On August 7, 2022, Townhall published an op-ed by ATR Federal Affairs Manager Bryan Bashur. The article argues that the inclusion of a buyback tax in the Inflation Reduction Act would violate the president’s pledge to not tax individuals making less than $400,000.
The piece begins by explaining that the Democrats have placed a multi-billion tax on stock buybacks. It goes on to present evidence that this will not only harm the affluent:
Millions of Americans own stocks either directly, through a retirement plan, or a brokerage account. According to the Investment Company Institute, in 2019, 56 percent of households owned publicly traded stocks through retirement accounts and various mutual funds. Stock ownership has also risen drastically over the years. The Federal Reserve conducted a survey showing that from 1989 to 2019, household stock ownership had risen by 21 percent.

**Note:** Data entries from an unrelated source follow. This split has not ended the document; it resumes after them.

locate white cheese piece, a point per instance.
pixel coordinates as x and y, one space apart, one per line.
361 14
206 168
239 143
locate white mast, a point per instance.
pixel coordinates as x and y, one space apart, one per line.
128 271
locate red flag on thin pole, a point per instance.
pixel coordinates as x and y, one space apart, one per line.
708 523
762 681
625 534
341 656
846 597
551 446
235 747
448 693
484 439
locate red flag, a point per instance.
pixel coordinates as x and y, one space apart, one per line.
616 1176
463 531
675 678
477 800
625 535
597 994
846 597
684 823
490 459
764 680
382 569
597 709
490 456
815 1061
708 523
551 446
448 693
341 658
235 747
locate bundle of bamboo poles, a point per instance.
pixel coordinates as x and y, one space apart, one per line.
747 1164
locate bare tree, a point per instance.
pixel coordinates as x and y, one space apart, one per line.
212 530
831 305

Lower-and middle-income make up a significant chunk of stock ownership in the U.S. ICI data shows that “four in 10 stock-owning households have annual family incomes of less than $74,000.” An additional 27 percent of households owning stock make between “$74,000 and about $127,000.”
Next, the op-ed shows how this tax would hurt the public pension funds of Americans in both blue and red states by discouraging the use of buybacks that benefit state employees like teachers, police officers, and firefighters.
It also explains that companies use buybacks instead of dividends to compensate shareholders because it is more tax efficient, and the Democrats’ plan to dictate how a company can allocate capital to its shareholders and employees is “the antithesis of a free market approach.”
The piece explains that the Democrats’ justification is based on the false premise that only company executives benefit from stock buybacks. But the bearers of this new tax burden would not be the wealthy:
According to an article written in Harvard Business Review, “About 50% of total equity issuances are to firms’ own employees, with the vast majority (85%) of those shares going to nonexecutive employees.” Taxing buybacks will disincentivize firm’s usage of the cash distribution tool, hampering returns for employees.
Middle-class Americans rely most on capital invested in their 401(k)s and pensions, not dividends or capital gains. If companies are forced to resort to offering dividends because the cost barrier to buybacks is too high with the additional excise tax, then wealthier Americans will benefit while everyone else will see their retirement packages produce poorer returns.
Finally, the op-ed disputes Sen. Schumer’s (D-N.Y.) claim that buybacks crowd out capital investment by quoting a study that indicates that shareholder payouts have not detrimentally affected investment. It concludes by noting how this provision in the Inflation Reduction Act is ostensibly aimed at wealthy corporate executives but would really punish the middle-class most, in direct violation of President Biden’s pledge.